Difunta Group Argues Against a Global Flood

Copyright 2003 G.R. Morton  This can be freely distributed so long as no changes are made and no charges are made.

In 1990, I took a trip to northern Mexico to study the Cretaceous/Paleocene Difunta group.  The group is a delta and prodelta group which is 18,000 feet thick. To deposit this formation in a global flood would require 50 feet of sediment per day to be deposited. And this doesn't take into account the additional tens of thousands of feet of sediment below the Difunta. So, when you look at this data, remember that there should be no evidence of things which take lots of time.  The Muerto formation is the first influx of coarse material into the basin. It consists of volcanic conglomerates.  Below is a photo of that.


There are two things which you should notice in the above photo. First the particles are rounded and are not sharp and angular shaped.  The rounding in rocks only happens after they bounce for a while along a river bottom. The bouncing knocks sharp edges off the pebbles and rounds. them. This takes some time.  Secondly, notice the many colors.  These pebbles come from different volcanic terrains. And some, the large banded gray rock at the top of the picture, appear to be sedimentary, meaning they were deposited, hardened, and then re-eroded and then deposited finally here.
Above this are turbidites of the Lower Mudstone Member. 

This photo was taken from across a valley. Many of the beds are much bigger than they look and I will show this in a minute, but the thing to notice is the change from shale(grey) to sand (orangish) to shale to sand. In this photo there are hundreds of alternations of sediment from nearly pure shale to nearly pure sand. This nearly perfect segregation of lithology must have taken place in seconds in order for this 200 ft section to fit into a one year global flood. There is little way for this to happen in a turbulent flood. Take sand and shale, shake it up in a jar full of water and see if you really get alternating layers of sand and shale like this. You will get most of the sand at the bottom of the jar and most of the shale at the top, totally unlike what you see here.
One thing to note is how much shale is in this section. 
To show the scale of these layers I include the following photo. The guys are sitting on a sandstone turbidite. I am the guy in the cowboy hat with the ugly red/white barrel shirt (much thinner back then). The leader of this field trip  asked me today if my wife had picked out my wardrobe!  I said yes--I didn't want to take responsibility!

A closeup of some of the layers will show that they are mere inches or less in thickness but are just as free of shale as the big sand layers. To see how extensive the layers of these turbidites are, look at the laminations on the far hill below:

Shoreface sands show evidence of shallow water animals burrowing into the sediments. Below is an orphiomorpha burrow, which shouldn't have had time to burrow with 50 feet or more of sediment raining down on his head every day.

Also, in the nearshore environment are gyrolithes in the shales. Below you can see the burrow, marked by the red arrow.  How on earth did this animal have time to burrow with so much sediment falling on him, trying to crush and kill him? 
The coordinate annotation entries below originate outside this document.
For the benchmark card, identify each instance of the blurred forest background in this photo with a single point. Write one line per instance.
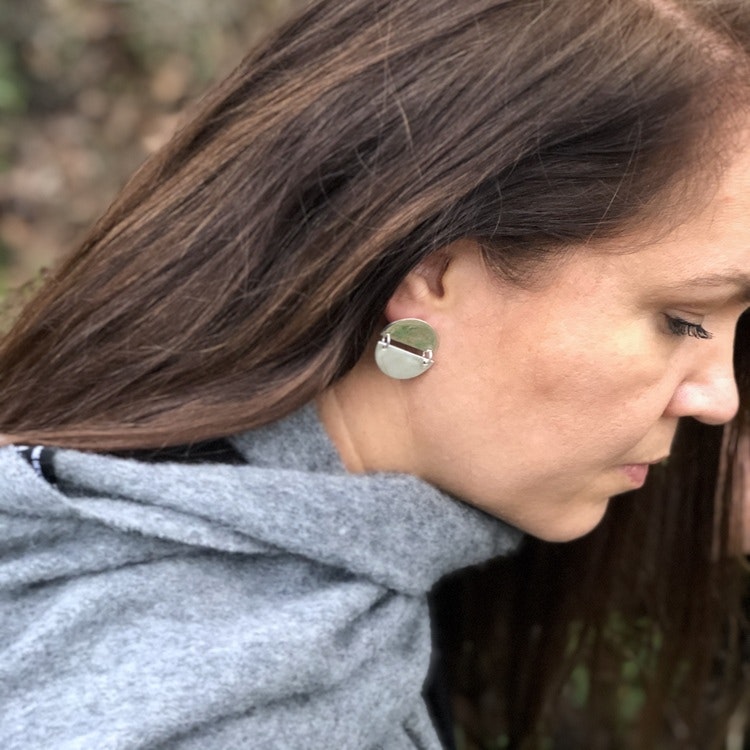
(89, 88)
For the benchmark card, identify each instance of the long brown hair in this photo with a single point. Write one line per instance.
(246, 265)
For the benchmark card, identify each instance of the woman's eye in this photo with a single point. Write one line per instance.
(680, 327)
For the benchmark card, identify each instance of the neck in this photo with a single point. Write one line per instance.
(366, 417)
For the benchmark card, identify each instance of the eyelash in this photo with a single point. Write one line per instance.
(680, 327)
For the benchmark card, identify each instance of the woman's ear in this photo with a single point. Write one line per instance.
(424, 289)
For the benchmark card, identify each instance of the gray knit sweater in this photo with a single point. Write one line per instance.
(279, 604)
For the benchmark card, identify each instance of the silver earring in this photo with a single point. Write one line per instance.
(405, 348)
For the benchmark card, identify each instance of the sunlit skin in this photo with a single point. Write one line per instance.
(545, 402)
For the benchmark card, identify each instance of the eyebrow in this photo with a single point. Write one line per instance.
(740, 280)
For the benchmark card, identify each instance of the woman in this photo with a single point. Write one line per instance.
(534, 215)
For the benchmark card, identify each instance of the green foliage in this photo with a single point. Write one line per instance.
(13, 89)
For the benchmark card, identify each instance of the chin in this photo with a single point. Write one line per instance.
(569, 524)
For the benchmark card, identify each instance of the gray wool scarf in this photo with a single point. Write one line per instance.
(277, 604)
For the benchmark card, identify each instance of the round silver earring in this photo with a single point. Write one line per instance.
(405, 348)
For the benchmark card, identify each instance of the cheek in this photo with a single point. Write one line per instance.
(614, 387)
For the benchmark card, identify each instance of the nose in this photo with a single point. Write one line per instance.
(708, 393)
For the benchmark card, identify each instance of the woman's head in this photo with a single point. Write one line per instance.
(547, 399)
(248, 264)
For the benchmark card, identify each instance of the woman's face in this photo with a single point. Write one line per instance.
(545, 402)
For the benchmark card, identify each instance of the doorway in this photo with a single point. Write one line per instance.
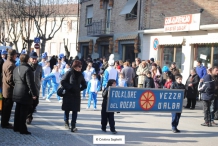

But these are not the only burrows to be seen in the nearshore environment. This burrow is the light grey protuberances parallel with the hammer.:

But even other items show that the depositional rate was slow.  There are several buried oyster beds in these rocks. Below is a photo of one. Given that some creationists claim that animals are found in the fossil record according to their ability to flee the flood, this seems really tough to explain. How in the world do oysters run away from the flood? All the preflood oysters should have been buried in the earliest flood deposits.

I collected several oysters from this area, but they aren't my favorite fossils. What does one do with a oyster made of rock?
In the Cretaceous part of the Difunta, one can find dinosaur bones in the near-shore rocks.  Below is an example.



At the top of this prodelta/delta sequence is the channel sand. This can be seen below, 

The big channels form cliffs because the sand can't be eroded quite as rapidly as the shale can.  Even here, below the lower channel, you can see laminations in the sediments. In going from the turbidites to this site, we have gone from out in the ocean to the delta channel sands.
The typical explanation is that a delta formed these deposits over time. There is nothing in the data which could say that isn't true. There is much to say that these deposits couldn't have been due to a global flood. At the end of the day, the young-earth creationists must be able to come up with cogent, coherent, and logical explanations for the data seen here.  The lack of explanations, means that they simply don't have anything worth believing. The sad thing is that their leaders never show the laity any of the data like this.